Vriend die met vriendlijken geest en beschroomde
Vriendschap mij meêtroonde in het moorsche land, -
Mij die blijde moderniteit, en brand
Van daagschheid daagde die ik daaglijks droomde,
U die droom van 't vergane en moorsche doomde
Of gij poëet waart, die ge in fijnen band
Van zin en geest vingt, tot er ziel door stroomde,
Stell'ger als mijne, naar poëten-trant
Eeuwiglijk vaag: - o wat stoomt hier ons beiden
't Leven in hart en oogen, onze beide
Zielen vormen het maar naar eigen beeld; -
En wat zullen in onze eigene landen
Onze beelden wonderlijk gaan belanden,
Blozende in 't grijze daar de zon door speelt.
Malaga, 29 September '93.
| |
| |
Valencia
I
De bloemen van Valencia: onder tenten
Ranken ze voor de witte huizen-rijen,
Rankende oprankende alsof handen glijen,
Armen vlijen, de bloesems, vrijen, blijen,
Eén bloem'ge lijst rondom het donkre en jente en
Wiegende meisje op slanke heup; en zijen
Lachen de zwarte in diamanten brand en
Kinderlijke oogen, en de maagdehanden,
Klein en volrond gebootst, hebben waranden
Van bloemen éene ontplukt voor mij, vreemdlanden.
II
En met een anjelier in 't knoopsgat, - geuren
Van weeldrer bloemen walmden in mijn haren,
Maar deze liefst me omdat nog liever waren
Handen in 't vaderland die deden beuren
| |
| |
Eéne mij daar toen 'k ging, - ben ik geschreden
Trappen op van de moorsche Longa: gleden
Palmen daar niet omhoog: steenen pilaren
Gekorven stam, en rankwaaierde blaren,
Vervlochten tot zij boven bogen waren;
En daalden arabesken uit die hoogte
Tot muren niet, figurend tot geboogde
Lijsten om ramen, die mij uitzicht gaven
Op Moorentuin daar frissche stralen laven
Donkere oranjen en de breede agaven.
III
En vóor 't café daar marmeren tabletten
Fonklen van glazen zilverige orgeaden,
Die sierlijk leppen de Valenciaden,
Zomersch getooid, - komt, met gitaar aan
't Lint om den hals, in halfgesloten oogen
Schemer van rijker eeuw en kostbrer jaren,
Tokk'lend als toen, - en om hem heen vergaren
Refreinende monden, vrool'ken die letten
Op elk slot, het verliefd-sentimenteele -
| |
| |
Hoor 't teer' refrein! - of 't klucht'ge - happende keelen
Klak-klakken 't hem na: - dat straatkind, de romancen-
Zanger, mijn vriend, want ik ook draag de dansen
En maten van verloren vrool'ke tijden
Door 't stof van de steden die lachen blijde.
| |
| |
IV
O die meloenen etend onder palmen,
Uit éen vrucht eet, drinkt, wascht uw hande' erin,
En dán verstaat gratie en kindren-zin,
En in 't gebaar het koninklijke talmen: -
Hoe ziet ge op mij die 't hart vol van de galmen
Van 't klankbord dat het Leven heet, midde' in
Uw blijheid en uw hoogheid stom, bemin
Met ooge' alleen, die stil staan als twee schalmen?

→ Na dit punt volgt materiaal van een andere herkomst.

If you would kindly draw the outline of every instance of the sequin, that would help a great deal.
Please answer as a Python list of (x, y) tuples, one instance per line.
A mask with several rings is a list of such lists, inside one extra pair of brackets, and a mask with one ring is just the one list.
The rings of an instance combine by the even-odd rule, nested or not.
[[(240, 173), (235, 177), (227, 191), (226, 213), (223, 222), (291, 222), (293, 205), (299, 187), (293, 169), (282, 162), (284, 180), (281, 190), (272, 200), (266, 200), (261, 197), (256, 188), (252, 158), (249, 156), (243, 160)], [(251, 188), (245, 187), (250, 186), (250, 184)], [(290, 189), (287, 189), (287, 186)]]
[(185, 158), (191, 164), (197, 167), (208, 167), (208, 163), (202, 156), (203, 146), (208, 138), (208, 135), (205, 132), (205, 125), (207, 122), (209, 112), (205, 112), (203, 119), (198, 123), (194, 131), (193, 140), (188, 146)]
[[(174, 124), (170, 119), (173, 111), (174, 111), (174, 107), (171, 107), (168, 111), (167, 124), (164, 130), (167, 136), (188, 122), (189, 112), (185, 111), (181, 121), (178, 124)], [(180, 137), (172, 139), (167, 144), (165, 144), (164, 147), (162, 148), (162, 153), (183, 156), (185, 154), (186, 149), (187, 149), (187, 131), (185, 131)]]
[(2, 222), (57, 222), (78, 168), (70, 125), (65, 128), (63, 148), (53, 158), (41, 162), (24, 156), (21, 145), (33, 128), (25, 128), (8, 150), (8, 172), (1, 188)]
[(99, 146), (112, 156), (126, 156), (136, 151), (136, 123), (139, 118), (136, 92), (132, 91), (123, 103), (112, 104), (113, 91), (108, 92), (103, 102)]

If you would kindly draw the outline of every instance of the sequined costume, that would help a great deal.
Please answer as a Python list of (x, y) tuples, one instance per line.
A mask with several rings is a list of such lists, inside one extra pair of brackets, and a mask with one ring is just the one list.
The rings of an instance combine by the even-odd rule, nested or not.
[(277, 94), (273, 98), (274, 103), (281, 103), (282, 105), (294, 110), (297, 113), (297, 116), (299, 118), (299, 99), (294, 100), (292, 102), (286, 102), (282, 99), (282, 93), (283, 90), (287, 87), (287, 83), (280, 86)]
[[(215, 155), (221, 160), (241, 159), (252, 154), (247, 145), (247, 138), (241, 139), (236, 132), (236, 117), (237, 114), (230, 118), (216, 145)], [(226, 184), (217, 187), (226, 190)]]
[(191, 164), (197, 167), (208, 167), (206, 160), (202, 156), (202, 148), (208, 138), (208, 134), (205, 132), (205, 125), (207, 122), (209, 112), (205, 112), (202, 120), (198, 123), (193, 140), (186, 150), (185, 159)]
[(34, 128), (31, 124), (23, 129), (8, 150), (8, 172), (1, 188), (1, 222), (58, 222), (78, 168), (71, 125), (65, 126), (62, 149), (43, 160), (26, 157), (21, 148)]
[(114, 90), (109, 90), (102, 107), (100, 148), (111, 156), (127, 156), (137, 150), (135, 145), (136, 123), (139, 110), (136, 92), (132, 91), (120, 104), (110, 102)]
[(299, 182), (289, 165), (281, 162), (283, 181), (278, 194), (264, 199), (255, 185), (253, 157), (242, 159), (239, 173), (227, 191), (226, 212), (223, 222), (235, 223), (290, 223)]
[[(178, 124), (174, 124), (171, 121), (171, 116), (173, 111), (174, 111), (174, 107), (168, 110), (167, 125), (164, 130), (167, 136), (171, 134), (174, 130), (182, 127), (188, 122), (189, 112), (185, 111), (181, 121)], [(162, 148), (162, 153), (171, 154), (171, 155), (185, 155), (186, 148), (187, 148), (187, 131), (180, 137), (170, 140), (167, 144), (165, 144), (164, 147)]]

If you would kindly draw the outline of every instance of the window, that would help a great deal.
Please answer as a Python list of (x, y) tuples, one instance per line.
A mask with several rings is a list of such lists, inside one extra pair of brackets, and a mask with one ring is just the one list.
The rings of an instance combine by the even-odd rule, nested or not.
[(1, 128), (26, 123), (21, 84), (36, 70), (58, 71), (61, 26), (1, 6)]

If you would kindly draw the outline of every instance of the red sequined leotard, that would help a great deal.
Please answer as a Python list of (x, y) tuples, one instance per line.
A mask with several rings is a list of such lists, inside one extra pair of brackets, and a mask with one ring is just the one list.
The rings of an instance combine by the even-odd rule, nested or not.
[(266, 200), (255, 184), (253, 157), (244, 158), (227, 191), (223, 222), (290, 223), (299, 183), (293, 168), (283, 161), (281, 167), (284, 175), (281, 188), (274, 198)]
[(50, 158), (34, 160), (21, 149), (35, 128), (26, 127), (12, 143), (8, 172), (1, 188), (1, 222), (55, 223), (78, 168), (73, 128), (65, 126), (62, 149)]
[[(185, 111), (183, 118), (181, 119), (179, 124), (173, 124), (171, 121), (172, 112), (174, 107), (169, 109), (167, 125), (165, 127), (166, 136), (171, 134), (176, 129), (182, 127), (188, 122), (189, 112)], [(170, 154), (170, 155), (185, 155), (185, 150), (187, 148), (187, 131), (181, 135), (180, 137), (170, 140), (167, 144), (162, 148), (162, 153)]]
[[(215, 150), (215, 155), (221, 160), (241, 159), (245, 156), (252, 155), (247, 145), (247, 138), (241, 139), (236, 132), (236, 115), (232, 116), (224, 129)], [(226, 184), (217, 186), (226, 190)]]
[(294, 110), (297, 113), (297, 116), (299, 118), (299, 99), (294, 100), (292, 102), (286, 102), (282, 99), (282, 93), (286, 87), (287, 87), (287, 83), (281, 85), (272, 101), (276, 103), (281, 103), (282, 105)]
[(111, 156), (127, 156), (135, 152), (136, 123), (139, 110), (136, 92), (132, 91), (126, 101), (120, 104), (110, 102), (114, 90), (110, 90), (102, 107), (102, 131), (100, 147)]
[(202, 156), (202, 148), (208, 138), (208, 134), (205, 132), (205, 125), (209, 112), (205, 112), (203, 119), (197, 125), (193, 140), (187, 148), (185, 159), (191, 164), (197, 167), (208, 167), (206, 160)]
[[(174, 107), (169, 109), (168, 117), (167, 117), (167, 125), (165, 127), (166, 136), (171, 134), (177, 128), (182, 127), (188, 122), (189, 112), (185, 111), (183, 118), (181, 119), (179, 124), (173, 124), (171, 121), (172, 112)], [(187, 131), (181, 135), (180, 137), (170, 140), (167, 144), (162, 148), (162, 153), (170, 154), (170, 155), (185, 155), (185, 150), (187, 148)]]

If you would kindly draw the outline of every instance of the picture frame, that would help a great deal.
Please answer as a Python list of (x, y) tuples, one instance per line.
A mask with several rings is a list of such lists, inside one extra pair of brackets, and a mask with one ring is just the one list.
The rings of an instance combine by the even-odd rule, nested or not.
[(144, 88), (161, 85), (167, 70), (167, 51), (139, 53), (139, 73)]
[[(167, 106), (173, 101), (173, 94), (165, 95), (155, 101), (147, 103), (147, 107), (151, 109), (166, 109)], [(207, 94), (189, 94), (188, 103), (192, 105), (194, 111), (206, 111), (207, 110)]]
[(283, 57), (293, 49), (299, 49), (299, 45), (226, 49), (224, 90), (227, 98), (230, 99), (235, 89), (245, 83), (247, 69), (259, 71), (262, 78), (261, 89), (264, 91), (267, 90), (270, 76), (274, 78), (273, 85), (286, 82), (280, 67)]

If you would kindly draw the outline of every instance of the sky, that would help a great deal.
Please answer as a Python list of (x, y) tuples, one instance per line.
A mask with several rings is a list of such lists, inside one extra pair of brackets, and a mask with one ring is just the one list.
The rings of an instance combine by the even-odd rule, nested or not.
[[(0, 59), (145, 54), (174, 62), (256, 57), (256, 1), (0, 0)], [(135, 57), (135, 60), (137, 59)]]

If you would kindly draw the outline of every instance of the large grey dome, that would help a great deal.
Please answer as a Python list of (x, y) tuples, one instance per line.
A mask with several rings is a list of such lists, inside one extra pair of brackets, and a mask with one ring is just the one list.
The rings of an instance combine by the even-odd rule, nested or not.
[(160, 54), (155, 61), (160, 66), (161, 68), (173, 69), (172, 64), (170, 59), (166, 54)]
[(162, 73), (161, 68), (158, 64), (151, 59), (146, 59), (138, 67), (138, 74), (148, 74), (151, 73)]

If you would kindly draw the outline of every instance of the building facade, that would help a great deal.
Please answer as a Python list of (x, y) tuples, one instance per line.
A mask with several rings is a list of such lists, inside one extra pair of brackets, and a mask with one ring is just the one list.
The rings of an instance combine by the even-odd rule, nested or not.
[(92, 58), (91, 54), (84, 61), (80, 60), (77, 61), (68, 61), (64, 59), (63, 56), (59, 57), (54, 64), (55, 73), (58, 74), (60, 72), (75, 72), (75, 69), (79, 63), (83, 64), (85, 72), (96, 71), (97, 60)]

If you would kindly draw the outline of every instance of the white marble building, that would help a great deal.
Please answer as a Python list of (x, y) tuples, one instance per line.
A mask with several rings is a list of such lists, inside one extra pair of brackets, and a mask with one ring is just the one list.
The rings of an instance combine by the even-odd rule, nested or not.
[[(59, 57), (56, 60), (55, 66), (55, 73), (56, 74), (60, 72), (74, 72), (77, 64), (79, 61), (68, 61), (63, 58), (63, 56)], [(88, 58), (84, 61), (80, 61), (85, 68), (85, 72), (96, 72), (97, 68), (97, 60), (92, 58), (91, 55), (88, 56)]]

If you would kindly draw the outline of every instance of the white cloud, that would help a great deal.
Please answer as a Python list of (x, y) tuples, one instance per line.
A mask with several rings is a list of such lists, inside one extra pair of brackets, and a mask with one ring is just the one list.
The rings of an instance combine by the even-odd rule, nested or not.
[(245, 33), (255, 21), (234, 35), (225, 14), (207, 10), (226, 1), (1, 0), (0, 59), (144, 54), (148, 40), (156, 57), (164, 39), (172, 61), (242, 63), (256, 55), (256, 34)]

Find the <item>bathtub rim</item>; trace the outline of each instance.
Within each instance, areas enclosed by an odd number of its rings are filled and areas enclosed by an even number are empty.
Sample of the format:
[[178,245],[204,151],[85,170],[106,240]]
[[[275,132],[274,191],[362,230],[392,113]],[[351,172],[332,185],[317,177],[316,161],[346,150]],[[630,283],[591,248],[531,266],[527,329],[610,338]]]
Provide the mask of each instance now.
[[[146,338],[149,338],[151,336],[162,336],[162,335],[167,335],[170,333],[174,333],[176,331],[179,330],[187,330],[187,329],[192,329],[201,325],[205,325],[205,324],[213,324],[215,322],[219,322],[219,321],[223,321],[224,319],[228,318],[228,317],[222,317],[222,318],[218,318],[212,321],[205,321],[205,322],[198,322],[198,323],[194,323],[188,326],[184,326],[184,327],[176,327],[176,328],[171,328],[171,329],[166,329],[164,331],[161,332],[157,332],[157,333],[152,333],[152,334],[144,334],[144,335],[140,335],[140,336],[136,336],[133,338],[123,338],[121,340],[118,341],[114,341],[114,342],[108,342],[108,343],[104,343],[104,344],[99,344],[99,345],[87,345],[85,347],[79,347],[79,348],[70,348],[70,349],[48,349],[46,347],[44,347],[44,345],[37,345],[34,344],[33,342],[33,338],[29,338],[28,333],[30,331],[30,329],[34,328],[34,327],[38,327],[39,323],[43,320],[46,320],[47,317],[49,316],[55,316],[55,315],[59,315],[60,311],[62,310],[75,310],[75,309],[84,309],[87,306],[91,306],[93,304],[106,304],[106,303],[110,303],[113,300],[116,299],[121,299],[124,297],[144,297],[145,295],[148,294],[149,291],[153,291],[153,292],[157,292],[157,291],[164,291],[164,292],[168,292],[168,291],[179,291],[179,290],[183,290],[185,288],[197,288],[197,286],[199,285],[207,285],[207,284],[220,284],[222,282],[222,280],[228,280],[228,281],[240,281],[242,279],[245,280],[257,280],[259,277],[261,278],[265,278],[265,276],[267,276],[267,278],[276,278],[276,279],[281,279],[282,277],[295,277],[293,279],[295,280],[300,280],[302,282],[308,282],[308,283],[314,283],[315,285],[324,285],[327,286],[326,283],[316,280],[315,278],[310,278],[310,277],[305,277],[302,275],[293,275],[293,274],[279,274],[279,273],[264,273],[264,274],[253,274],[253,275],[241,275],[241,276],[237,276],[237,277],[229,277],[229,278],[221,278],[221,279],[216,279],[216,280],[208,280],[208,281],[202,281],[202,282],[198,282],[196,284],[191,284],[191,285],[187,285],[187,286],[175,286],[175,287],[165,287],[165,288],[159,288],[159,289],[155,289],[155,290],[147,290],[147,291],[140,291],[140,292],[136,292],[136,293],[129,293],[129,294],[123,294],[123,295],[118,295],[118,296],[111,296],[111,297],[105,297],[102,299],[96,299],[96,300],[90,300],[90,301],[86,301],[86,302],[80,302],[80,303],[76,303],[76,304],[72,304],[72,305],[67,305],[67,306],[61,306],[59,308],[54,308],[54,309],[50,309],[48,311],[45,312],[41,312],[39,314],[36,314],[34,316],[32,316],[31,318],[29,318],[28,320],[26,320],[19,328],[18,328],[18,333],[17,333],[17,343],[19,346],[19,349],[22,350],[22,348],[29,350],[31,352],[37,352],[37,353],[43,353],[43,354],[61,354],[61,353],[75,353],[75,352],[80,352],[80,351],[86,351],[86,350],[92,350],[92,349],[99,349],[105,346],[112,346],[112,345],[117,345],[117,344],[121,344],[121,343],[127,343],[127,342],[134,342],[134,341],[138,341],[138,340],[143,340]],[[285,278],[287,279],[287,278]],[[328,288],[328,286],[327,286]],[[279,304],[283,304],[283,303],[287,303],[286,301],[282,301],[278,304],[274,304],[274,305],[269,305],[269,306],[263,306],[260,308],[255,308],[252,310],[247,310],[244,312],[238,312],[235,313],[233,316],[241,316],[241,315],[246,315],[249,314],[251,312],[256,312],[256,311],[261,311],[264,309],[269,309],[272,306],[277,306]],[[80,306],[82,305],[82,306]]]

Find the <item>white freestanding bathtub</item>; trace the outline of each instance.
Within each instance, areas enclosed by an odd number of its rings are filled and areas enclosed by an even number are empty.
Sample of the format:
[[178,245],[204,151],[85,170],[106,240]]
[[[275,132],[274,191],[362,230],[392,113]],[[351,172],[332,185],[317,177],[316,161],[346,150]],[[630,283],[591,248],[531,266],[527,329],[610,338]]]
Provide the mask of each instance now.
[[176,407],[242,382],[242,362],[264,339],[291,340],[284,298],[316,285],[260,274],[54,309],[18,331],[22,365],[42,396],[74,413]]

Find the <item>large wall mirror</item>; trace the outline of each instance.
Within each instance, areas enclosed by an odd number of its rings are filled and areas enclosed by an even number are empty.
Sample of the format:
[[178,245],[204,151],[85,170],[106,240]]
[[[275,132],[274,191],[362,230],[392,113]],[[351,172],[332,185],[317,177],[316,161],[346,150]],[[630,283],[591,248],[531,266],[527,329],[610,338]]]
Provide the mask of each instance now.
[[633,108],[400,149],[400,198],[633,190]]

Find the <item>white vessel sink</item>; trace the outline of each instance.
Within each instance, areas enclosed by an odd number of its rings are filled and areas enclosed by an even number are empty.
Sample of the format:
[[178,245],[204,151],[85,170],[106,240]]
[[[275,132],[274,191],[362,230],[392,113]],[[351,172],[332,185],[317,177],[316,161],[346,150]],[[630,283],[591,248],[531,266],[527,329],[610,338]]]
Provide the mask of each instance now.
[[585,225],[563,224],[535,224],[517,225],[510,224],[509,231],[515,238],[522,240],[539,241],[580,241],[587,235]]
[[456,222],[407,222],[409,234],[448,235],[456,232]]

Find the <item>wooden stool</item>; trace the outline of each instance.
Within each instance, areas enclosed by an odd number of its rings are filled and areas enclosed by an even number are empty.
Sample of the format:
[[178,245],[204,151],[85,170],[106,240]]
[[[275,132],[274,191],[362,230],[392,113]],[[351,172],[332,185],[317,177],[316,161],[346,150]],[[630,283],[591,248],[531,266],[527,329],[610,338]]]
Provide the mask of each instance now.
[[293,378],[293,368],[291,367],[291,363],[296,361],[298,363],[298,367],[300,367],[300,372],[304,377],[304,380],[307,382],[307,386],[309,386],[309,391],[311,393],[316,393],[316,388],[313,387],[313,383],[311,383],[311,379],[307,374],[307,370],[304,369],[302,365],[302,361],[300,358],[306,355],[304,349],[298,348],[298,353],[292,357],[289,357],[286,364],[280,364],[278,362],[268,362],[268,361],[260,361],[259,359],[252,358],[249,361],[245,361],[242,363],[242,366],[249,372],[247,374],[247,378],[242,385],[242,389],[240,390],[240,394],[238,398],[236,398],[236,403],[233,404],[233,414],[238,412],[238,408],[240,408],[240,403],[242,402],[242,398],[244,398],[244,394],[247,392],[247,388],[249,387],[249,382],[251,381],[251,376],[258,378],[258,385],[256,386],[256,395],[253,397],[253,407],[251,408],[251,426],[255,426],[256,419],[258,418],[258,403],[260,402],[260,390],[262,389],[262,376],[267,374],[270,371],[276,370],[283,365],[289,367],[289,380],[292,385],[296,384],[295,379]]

Weet dat ik in mijn land, waar kleinen haten,
Heel lang zat krom over mijn leed gebogen:
Eerst in uw zon groei ik weer recht en wil
Nu eerst mijn trotsche Zelf weer groeien laten: -
Dan, u door trots verwant, zal ik mijn oogen
Zachten, en will'gen-in uw heldre gril.
| |
| |
Alicante
I
Aankomst.
Gezonde paarden liepen in 't geleisel -
De wagen rolde zacht achter hen aan -
De maan maakte al 't stoffige huizen-grijzel
Wit en er spookte meenge sombre laan.
En oleanders bloeiden stil, gebogen
Tusschen het groen van veel-sprietige palmen,
En lachen klonk waar 't fonkelde in den kalmen
Maannacht van glas en zilver en blijde oogen
Voor 't weidsch café, - en door zuilige alleën
Van palmen die de stroeve kronen wuifden,
Domp-deinde, - en 't zwart want spon en zeilen luifden, -
Mastbosch en vloot, waarvan de lichten gleën
En deun ter kalme Mediterranëe.
Toen, van 't balkon, zag ik dien arm gestoken
Der palmenstad, die dragend steenen bogen,
De zee omvat die met haar leit gedoken
Onder 't gebergt van rots en blauwen hoogen.
| |
| |
II
Café.
De koele doorgang voor 't café is blijde
Met glazen, waterkraffen, en in kleuren
De carafons, die zomermenschen bij den
Bovensten hals optillen en de geuren
Slurpen die met den scheut in 't water glijden.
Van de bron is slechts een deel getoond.